A Little Bit Every Day…

bicyclingI remember after the first time I was hospitalized, when I was in the depths of my first post-psychotic depression, the tremendous weight that I felt.  I was so depressed, that I could barely do anything.  My body was so frail and hyper-sensitive, that even taking a shower was difficult for me.  The changes in temperature were unbearably uncomfortable, and the task felt like a huge burden that I had to push through every time.

During that period I spent a couple of months mostly lying in bed.  The powerlessness, hopelessness, and despair that I experienced were indescribable, and I don’t thing anyone could imagine what it’s like without having gone through it.  I don’t wish that upon anyone.  One of the hardest parts was the loss of my sense of self.  Prior to that, I had identified myself as someone who was very driven, a high achiever (namely in academics), and someone with a lot of personal power.  Everything that the ego identifies with, a job title, influence, a nice physical appearance, and material possessions, etc., were stripped from me.

I was so angry about not being able to do the little things that I once could, such as setting a goal for myself and following through on it.  My friends were moving onward and upward, while I was stuck in the mud.  I was insulted by some of the advice that my therapists gave me, such as “set a little goal for the day, like going for a five minute walk, and just follow through on it.”  I had rowed heavy weight crew for hours a day at an ivy league school, and now my aspiration was a five-minute walk?  It was hard for me to accept.

One of the “blessings in disguise” of an illness like schizoaffective disorder, is that the suffering breaks down the ego.  There are two ways to grow in this life, through suffering, or through proactive choice.  While growing through proactive choice is the ideal way, suffering does the trick too.  It teaches us to let go, and to discover what really matters in life, as long as we are willing.  The personal growth that I experienced from having an illness has been an incredible gift for me.

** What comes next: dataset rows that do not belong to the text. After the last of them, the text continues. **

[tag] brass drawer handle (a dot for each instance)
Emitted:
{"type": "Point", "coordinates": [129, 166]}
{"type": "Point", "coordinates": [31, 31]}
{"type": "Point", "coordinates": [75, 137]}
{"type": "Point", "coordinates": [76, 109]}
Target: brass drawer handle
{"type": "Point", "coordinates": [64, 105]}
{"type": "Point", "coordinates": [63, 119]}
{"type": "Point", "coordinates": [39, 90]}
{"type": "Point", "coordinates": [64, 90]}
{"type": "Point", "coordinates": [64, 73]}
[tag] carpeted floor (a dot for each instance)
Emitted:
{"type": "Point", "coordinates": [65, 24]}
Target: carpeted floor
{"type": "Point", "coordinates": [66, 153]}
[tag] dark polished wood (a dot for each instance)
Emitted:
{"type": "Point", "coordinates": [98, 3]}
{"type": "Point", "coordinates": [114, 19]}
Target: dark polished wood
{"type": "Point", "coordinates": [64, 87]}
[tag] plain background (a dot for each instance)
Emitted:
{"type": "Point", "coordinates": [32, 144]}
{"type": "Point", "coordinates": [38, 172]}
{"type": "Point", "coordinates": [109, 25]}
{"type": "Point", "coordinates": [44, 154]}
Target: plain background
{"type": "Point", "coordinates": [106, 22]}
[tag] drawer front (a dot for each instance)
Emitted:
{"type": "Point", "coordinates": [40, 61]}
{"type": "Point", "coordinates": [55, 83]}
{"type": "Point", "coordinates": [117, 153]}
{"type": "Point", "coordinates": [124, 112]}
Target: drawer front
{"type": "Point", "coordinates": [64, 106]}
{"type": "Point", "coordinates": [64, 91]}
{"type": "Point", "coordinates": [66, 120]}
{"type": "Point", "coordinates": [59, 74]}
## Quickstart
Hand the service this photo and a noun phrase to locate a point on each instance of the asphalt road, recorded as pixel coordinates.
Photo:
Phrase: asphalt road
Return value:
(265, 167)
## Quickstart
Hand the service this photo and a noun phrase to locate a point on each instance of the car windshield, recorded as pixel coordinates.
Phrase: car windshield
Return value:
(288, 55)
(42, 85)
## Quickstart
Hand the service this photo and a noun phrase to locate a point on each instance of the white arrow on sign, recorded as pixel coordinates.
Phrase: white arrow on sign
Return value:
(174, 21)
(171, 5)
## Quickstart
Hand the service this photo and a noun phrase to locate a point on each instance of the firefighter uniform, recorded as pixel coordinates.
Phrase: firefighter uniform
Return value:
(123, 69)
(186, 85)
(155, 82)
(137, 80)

While I don’t believe that we should lower our expectations for our lives (which therapists also told me), I do believe that taking it day-by-day, and doing a little bit each day, is helpful advice.  A trick that I learned from eating a healthy diet is to add in the good food as much as possible, and the bad food will fall away.  I think this also applies to life.  If we add in the positive actions and habits, as much as we can each day, the bad habits will fall away.  Little by little, over time, the momentum builds, and our lives begin to shift in a positive direction.

 

Letting go of Limitations

believeThere was a time, early on when I was in the beginnings of my illness, that people told me that I may have to lower my expectations for myself.  Mental healthcare workers, even family members, thought that I would be limited by my illness and would not be able to achieve what I would have been able to had I not gotten ill.  I remember my counselor treating me as if I was not as capable as other people, as if she did not really believe that I would recover from schizoaffective disorder.

This lack of faith and lack of belief in recovery that some people in the mental health world share is unfortunate in my eyes.  Our beliefs affect our reality, and if we believe we will fail then we are more likely to.  Likewise, if we believe that we will heal, then I believe we are more likely to as well.  Belief is only the beginning, however, as we must take action.  The tricky part is that many of our limiting beliefs inhibit us from taking action.  I know that I have fallen into the trap of using my illness as a crutch many times.  I would start feeling sorry for myself or thinking that I would never get better.  Or I would start thinking that I would have to settle in my life.  This is a dangerous trap to let yourself fall into.  I think it was Henry David Thoreau who said “most men live lives of quiet desperation.”  I did not and do not want this to be me.

The thing is, mental illness is not a crutch.  It is not an excuse to be less than you are meant to be.  Yes, my life looks very different now than it would have had I not gotten sick, but that doesn’t mean it is better or worse.  I think I’m a much better person now as a result of my experiences with mental illness.  I was a pretty narrow-minded kid, and I am much more humble and compassionate now as a result of what I have been through.  It has done so much to mold my character.  Yes, from a linear point of view, I was on disability for eight years, and I may be “behind” in my finances, but from a spiritual point of view, we all take our own windy roads to learn the lessons that we need to learn in this life.  And to me, the spiritual lessons are more important than the material possessions anyway.

So, mental illness or not, we are no different than anybody else in the sense that we are responsible for our own lives.  We must hold ourselves accountable for our reactions to our experiences.  We may not choose all of our circumstances, but we can choose to make the best of them, to learn from them, and to move forward in a positive way.  And we can choose not to limit ourselves or put ourselves in a box based on a diagnosis.  We are all meant for great things, even in small ways, and if we do just a little to bring out the goodness inside of us, then the world is a better place because of it.